Series creator Tim Kring claimed that he’s listened to the fans and delivered a more active, kinetic plot. While I’d like to agree with him on that, I can’t. The plot for seaon three seems as convoluted and bizarre as any late-season X-Files episode. Characters with insanely cool powers that just appear from nowhere, only to die within ten minutes’ time. Characters that I never really cared about, like Claire’s birth mother, being given integral roles in the show. Characters I loved getting shafted. Everyone being reduced to a stock version of themselves. Claire Bennet. Is anyone surprised the she’s become a stock Angry At Her Parents Girl? (Also, how unconvincing is she as Future Claire?) Peter Pitrelli, the stock Brooding Hero?

And then you have the Big Sweeping Changes(tm). Hiro kills Ando! Ando kills Hiro! Hiro digs up Adam! Sylar’s not all evil! Peter’s not all good! Old Man Pitrelli’s still alive! Nathan finds God! Linderman’s still dead!

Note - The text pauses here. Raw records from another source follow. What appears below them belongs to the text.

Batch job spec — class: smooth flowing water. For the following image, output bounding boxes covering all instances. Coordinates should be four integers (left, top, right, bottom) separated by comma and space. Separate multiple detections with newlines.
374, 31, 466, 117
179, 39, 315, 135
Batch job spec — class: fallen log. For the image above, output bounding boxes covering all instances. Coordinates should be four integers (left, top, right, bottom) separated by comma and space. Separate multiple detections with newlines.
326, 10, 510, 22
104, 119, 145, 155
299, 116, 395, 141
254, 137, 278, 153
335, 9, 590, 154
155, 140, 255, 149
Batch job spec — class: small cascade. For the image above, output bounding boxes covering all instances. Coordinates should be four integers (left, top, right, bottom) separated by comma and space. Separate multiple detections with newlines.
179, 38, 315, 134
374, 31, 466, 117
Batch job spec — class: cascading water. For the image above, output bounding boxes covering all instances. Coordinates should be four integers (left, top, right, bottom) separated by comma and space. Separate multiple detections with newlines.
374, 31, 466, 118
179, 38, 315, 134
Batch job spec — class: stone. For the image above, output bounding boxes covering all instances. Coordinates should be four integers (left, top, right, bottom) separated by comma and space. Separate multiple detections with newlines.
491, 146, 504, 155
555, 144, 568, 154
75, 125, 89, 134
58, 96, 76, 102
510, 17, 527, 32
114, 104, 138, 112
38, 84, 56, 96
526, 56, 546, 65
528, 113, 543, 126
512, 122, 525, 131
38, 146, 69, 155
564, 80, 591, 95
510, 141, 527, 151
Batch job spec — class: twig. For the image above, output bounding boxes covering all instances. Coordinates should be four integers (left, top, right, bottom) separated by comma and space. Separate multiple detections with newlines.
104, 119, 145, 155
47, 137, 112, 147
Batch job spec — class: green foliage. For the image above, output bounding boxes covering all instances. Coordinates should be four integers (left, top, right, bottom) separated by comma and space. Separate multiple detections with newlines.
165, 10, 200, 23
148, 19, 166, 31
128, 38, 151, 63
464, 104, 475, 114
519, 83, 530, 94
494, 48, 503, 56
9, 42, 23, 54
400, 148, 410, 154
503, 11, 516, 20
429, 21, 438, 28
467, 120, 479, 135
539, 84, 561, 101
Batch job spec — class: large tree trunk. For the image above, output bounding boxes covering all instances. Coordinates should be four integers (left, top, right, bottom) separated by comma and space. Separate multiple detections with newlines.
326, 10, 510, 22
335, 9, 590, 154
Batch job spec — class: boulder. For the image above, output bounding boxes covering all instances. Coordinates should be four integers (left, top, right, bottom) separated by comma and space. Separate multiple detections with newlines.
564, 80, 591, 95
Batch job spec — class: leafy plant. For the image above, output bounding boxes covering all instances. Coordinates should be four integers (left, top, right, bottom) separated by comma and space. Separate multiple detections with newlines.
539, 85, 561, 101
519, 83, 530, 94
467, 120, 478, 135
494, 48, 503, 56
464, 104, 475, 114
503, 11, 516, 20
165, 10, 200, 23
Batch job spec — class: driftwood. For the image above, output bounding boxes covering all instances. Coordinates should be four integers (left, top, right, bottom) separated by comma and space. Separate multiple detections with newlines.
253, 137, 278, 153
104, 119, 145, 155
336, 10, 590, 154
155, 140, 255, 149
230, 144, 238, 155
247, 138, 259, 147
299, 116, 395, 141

And THEN you have Noah, Anglea Pitrelli, Mohinder, and Matt Parkman. PICK A FUCKING SIDE, PEOPLE. I’m tired of your vacillating!

Oh, and The Big Problem. The Maguffin. The thing that unites them all into one plot: the visions of the impending doom of the future. Operation Impending Doom Three, if you will. First it was the explosion in New York. Then it was the virus. This time it’s the formula (how symbolically ironic is that?) with a bit of exploding California thrown in.

What this is all coming to–my point–is that plot, action, powers, all that is cool. But frankly, if I don’t care about the characters, I’ve stopped caring about the show. And really the only endearing character on the show right now is Mr. Turtle. And that’s because he’s a cute turtle.

All in all, Heroes still has places it can go. There are, at this point, dozens of characters just waiting to be fleshed out into real people. But like I said to my wife and my brother yesterday, Heroes is in a place now that it took Marvel almost 30 years to get to: a place where style is overtaking substance. Where the next buck is more important than the next story.

This show that combined the best elements of The X-Files, X-men, Watchmen, and dozens of other elements has finally turned into simply the sum of its parts, when it had the abilibty to be so much more. At the end of the day, I don’t want to help create a new character by voting with my text messages. I don’t want to read the online comic for information that I should get in the show. I don’t want a media empire to take my money. I just want a show that I can watch that has high-quality writing, acting, directing, and most of all, storytelling. Is it so much to ask from a show that used to promise those very things?